なお受験する都道府県を、自由に決めることはできません。原則、実務経験を積んだ主たる勤務地の所在する都道府県となります。「受験資格」「研修の日程」「合格後の手続き」については、勤務地のある都道府県に問い合わせてください。
ステップ2:合格したら実務研修を受けて登録へ
介護支援専門員実務研修受講試験に合格したら、実務研修を受けて都道府県へ登録する流れです。合格通知に記載された「介護支援専門員実務研修の受講手続き」にそって研修を受けましょう。

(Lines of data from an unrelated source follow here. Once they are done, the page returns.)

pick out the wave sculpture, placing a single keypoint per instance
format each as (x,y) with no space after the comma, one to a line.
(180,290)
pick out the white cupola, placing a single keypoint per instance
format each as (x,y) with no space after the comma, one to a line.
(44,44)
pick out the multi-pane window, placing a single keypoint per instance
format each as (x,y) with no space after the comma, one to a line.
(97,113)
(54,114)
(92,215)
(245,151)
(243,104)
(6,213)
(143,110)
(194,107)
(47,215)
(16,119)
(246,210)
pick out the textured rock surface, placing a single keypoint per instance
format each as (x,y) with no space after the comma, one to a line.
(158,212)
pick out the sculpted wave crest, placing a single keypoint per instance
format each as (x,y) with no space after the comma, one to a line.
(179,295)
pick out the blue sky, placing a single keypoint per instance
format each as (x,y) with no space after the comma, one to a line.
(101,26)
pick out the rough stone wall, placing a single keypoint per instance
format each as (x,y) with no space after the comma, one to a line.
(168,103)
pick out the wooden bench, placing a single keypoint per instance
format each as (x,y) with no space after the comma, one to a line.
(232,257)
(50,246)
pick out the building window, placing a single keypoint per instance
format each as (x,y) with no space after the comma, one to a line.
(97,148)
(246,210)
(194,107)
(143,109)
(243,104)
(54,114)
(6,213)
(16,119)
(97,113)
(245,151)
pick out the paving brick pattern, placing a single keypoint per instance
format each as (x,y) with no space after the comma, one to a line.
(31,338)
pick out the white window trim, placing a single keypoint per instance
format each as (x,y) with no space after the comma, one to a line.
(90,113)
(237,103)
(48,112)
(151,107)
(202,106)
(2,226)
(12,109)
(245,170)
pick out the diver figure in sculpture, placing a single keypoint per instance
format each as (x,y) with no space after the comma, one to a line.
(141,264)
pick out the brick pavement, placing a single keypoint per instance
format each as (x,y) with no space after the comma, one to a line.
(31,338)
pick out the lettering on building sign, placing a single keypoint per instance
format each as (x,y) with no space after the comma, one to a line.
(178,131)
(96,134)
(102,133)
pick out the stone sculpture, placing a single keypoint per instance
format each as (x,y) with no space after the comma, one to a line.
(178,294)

実務研修は、都道府県もしくは都道府県知事の指定した研修機関で実施されます。実務研修の内容は、具体的には次のとおりです。
- 介護サービス計画書(ケアプラン)の作成
- モニタリングの実施
- 要介護認定等に関する専門知識
講義形式と演習形式を合わせて、通常、前期・後期で87時間以上の研修が実施されます。実施時期は都道府県ごとに異なりますが、カリキュラムは国が定めたものです。主に次のような方々が、講義を担当します。
- 介護支援専門員指導者
- 大学教員
- 県・市区町村の行政担当職員
研修を修了すると、各都道府県において介護支援専門員の「登録」を行えます。都道府県知事あてに交付申請を行い「介護支援専門員証」を受け取ると、晴れてケアマネジャーとして業務を行える流れです。
複数の業務をこなす柔軟性が必要
介護サービスを受けながら生活している人にとって、ケアマネジャーは不可欠な存在です。利用者やその家族への対応、各サービス機関と交渉し連携を図るほか、ケアプラン作成や各種書類作成など数多くの仕事を抱えています。
ケアマネジャーに求められる資質は非常に幅広いため、なんでもこなせる柔軟性が必要です。利用者や家族に寄り添いながらコーディネートを行う業務内容に魅力を感じる方は、ケアマネジャーを目指してみてはいかがでしょうか。